- 1 -

From PLI’s Course Handbook

Ninth Annual Institute on Privacy and Security Law

#14648

39

protecting data: security, minimizatioin and anonymization

Michael Hintze

Microsoft Corporation


Michael Hintze

Associate General Counsel, Legal & Corporate Affairs

Microsoft Corporation

Michael Hintze leads a team within Microsoft Corporation’s Legal and Corporate Affairs (LCA) group that focuses on a number of regulatory and public policy issues, including privacy, security, telecom, online safety, and free expression matters worldwide. He joined Microsoft in early 1998, originally to work on export controls and the regulation of encryption technologies. Soon thereafter, his role expanded to include privacy and related issues, which has been the focus of his practice for most of his time at Microsoft.

Prior to joining Microsoft, Mr. Hintze was an associate with the Washington, D.C.-based law firm of Steptoe & Johnson LLP, where his practice focused on export controls and commercial matters for technology companies. He joined the firm following a judicial clerkship on the Washington State Supreme Court.

Mr. Hintze is a graduate of the University of Washington and the Columbia University School of Law, where he served as Editor-in-Chief of the Columbia Human Rights Law Review. He has published numerous articles on a wide range of subjects including data privacy, U.S. export regulations, and capital punishment.


Protecting Data:
Security, Minimization and Anonymization

Michael Hintze

Microsoft Corp.

Inherent in the protection of privacy is the prevention of the unauthorized access, use or disclosure of personal data. Hence, data security is a critical part of data protection. However, traditional notions of data security are not the only means of preventing unauthorized access or use of data. Concepts such as collection limitations, data minimization, data destruction, pseudonymization and anonymization can also play an enormous role in the reduction of these risks.

I.  Information Security

A.  The Relationship Between Privacy and Security

It will be helpful to clarify for the purposes of this discussion what we mean when we use the terms “privacy” and “security.” Security involves the protection of data from unauthorized access, use, or disclosure of information, whereas privacy involves the constraints placed on authorized access, use or disclosure of information.[1]

Privacy and security experts have characterized the relationship between privacy and security in different ways. But is it clear that they are closely intertwined.

To put it most bluntly, you can’t have privacy without security. Your organization may have top notch privacy policies and practices, but if a hacker gets in a steals your customer records, your customers’ privacy has been seriously compromised. But the opposite is not necessarily true—you can have excellent security in your organization, but lousy privacy practices.

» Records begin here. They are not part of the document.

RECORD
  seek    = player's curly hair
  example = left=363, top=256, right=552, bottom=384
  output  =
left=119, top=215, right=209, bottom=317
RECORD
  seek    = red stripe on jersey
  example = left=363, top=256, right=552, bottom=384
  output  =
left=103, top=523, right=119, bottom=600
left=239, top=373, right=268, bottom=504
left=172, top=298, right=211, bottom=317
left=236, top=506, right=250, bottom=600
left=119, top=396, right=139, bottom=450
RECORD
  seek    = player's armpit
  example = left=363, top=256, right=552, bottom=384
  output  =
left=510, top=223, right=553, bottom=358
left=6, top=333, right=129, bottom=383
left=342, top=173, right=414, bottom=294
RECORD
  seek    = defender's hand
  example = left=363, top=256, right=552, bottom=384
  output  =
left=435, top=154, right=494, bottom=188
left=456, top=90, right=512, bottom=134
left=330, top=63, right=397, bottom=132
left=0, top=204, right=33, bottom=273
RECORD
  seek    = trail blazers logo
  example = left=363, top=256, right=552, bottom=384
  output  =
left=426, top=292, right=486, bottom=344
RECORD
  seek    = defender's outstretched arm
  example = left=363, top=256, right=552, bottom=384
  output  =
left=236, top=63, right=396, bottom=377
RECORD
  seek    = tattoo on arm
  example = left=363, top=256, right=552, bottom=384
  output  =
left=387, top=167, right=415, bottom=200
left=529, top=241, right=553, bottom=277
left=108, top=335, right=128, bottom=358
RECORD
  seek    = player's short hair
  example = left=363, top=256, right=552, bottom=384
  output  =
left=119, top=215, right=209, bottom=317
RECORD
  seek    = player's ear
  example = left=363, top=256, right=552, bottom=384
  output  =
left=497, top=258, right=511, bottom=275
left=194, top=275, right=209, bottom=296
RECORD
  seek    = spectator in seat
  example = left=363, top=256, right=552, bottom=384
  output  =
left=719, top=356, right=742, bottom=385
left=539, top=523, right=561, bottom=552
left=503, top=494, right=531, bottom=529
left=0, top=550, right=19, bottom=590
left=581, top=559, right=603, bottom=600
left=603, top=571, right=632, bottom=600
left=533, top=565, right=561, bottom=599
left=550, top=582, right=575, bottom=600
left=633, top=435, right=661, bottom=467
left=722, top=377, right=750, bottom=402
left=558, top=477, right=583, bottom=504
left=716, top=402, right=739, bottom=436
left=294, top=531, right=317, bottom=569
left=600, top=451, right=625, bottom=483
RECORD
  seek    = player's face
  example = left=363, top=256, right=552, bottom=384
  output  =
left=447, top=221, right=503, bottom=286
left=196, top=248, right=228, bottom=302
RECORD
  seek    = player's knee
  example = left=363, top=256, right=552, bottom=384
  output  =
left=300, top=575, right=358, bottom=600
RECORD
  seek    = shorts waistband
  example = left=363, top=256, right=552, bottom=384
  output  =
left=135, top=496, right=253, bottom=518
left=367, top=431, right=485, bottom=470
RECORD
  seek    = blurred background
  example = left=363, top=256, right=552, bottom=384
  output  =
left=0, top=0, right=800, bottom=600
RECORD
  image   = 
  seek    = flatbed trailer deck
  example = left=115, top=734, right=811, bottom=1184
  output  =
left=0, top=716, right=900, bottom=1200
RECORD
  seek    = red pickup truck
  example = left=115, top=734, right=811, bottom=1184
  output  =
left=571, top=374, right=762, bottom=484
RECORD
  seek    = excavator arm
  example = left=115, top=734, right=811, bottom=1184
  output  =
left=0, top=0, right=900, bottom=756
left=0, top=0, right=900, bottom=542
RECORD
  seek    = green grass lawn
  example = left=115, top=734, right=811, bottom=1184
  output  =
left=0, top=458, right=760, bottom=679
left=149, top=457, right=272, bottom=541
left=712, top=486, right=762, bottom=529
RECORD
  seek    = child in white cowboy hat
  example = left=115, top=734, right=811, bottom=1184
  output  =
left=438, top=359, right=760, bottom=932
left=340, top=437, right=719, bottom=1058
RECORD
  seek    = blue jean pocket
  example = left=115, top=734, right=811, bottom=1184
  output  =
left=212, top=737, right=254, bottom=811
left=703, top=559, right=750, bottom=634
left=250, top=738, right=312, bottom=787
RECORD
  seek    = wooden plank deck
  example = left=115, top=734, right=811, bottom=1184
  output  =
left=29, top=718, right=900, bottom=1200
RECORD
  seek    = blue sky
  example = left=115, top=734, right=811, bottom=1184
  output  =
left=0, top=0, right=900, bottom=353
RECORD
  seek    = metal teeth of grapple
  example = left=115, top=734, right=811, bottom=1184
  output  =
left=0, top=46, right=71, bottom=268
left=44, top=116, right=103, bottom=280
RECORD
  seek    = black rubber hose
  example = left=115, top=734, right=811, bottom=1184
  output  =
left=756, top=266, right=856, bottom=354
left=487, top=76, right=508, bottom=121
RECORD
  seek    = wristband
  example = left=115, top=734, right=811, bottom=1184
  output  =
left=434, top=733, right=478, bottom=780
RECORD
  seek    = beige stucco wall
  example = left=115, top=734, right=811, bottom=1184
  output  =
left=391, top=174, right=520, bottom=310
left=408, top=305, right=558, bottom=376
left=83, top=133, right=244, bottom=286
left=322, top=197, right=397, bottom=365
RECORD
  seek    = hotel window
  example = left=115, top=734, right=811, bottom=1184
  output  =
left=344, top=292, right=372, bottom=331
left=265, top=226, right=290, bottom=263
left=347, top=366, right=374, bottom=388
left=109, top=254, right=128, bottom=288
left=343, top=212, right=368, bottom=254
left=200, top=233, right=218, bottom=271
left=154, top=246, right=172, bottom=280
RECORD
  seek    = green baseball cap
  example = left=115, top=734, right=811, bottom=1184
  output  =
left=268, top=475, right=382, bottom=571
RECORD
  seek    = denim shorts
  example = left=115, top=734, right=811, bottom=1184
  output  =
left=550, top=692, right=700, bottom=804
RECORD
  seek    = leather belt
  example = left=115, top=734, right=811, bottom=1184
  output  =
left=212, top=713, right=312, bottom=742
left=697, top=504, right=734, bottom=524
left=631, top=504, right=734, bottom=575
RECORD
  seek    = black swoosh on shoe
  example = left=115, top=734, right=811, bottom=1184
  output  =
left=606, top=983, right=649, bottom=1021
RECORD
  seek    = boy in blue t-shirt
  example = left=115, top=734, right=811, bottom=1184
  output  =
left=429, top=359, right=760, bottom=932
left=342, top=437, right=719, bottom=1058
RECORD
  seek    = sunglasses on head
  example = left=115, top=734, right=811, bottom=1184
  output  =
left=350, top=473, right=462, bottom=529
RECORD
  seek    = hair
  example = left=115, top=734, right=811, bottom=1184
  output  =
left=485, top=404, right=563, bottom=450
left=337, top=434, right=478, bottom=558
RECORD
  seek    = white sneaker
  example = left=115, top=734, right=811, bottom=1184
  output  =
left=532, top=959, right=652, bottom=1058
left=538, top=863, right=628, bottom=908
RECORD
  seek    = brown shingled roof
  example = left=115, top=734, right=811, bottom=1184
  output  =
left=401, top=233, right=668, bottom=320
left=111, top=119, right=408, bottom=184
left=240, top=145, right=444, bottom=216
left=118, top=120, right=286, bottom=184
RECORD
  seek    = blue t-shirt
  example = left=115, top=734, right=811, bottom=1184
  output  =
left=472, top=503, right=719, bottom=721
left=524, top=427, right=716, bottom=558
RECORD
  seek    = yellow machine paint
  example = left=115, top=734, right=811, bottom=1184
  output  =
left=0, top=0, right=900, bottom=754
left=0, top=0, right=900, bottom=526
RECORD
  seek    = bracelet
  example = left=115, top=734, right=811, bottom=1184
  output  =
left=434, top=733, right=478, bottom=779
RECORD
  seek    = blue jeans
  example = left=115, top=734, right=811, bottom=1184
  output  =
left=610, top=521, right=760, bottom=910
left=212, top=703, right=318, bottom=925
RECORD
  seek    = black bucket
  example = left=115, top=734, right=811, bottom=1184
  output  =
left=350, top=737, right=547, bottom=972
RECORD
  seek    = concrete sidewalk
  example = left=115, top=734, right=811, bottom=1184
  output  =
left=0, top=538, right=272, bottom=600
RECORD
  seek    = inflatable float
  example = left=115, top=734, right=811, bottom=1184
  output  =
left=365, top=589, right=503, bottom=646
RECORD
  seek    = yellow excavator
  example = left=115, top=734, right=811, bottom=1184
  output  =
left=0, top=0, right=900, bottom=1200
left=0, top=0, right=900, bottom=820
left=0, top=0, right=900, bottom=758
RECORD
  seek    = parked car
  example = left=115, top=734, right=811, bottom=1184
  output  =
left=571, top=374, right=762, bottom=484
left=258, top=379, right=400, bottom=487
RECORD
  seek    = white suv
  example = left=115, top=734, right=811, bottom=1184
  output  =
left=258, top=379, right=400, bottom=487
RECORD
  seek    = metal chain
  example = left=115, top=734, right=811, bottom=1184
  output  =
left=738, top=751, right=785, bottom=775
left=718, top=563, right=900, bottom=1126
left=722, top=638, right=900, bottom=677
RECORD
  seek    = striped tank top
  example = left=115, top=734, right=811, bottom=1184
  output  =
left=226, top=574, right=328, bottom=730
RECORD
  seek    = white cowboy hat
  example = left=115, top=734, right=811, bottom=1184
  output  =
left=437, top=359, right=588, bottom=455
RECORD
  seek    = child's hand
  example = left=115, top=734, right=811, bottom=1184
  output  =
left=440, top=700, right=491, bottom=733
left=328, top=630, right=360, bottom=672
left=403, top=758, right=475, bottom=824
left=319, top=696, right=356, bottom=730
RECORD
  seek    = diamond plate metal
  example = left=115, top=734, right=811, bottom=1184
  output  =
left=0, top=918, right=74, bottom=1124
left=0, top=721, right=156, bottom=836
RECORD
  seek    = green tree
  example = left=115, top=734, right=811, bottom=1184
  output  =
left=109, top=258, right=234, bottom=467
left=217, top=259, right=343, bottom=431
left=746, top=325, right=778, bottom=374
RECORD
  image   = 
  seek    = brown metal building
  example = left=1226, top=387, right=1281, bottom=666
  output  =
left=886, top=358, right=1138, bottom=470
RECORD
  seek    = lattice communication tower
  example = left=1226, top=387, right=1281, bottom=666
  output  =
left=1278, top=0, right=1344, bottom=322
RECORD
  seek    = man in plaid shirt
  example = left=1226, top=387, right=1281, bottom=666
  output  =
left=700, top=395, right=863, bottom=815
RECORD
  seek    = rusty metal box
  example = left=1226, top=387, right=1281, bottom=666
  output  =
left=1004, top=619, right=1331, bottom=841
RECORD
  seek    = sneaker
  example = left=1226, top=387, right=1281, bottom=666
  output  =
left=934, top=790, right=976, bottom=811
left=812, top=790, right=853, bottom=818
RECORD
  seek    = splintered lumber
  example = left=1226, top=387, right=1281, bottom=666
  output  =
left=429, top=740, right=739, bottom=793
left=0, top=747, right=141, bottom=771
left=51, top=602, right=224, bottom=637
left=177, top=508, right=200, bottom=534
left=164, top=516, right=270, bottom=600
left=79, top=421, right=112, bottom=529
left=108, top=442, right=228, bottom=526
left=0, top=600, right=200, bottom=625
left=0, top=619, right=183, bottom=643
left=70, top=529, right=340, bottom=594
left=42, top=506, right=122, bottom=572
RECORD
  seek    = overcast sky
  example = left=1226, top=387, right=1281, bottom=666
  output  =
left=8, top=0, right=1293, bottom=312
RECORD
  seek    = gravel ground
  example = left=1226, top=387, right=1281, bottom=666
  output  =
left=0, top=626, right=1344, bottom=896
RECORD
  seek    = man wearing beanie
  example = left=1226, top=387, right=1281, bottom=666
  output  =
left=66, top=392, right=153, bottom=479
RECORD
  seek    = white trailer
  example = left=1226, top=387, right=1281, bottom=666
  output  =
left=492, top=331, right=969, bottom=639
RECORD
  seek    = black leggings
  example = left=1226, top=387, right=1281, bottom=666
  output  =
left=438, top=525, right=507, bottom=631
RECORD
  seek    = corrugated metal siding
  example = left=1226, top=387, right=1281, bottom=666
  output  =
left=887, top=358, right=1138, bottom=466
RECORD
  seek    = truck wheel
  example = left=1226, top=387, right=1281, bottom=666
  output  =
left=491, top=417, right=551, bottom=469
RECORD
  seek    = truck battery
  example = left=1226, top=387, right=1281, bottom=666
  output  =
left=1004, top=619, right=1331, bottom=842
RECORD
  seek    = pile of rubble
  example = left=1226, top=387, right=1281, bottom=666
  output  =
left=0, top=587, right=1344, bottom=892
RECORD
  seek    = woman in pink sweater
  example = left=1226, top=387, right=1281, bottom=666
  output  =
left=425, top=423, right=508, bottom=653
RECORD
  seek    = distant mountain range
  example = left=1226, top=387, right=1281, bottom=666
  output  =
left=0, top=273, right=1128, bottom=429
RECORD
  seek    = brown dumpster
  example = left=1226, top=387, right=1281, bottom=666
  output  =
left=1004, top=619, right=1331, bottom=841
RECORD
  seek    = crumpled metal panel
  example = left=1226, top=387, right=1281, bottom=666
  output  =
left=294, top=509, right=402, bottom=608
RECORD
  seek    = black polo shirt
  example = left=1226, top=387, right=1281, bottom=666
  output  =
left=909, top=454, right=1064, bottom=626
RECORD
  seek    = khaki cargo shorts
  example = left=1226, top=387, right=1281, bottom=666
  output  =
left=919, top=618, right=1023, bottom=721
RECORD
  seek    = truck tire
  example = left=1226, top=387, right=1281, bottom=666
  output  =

In other words, if your privacy policy states that you will sell your customer’s information to the highest bidder, or will post it on the internet at your whim, then even without any breach of security, your customers’ don’t have much privacy.

Another example of the way in which privacy and security are intertwined is found in the security breach notification requirements that have been enacted in recent years. User notice and transparency are core privacy concepts that are based on the idea that if users understand what is happening with the data about them, then they can make more informed decisions and take steps to protect themselves. In recent years, bills that have been characterized as data security bills have focused on these same concepts in requiring companies to notify users in the event of a security breach involving certain kinds of personal information. The idea is that the affected individuals can use this information to take steps to protect themselves (e.g. closing a compromised financial account, monitoring account statements for suspicious activity, ordering credit reports, etc.). These ideas of notice and transparency underlying these data security requirements are very familiar to privacy professionals.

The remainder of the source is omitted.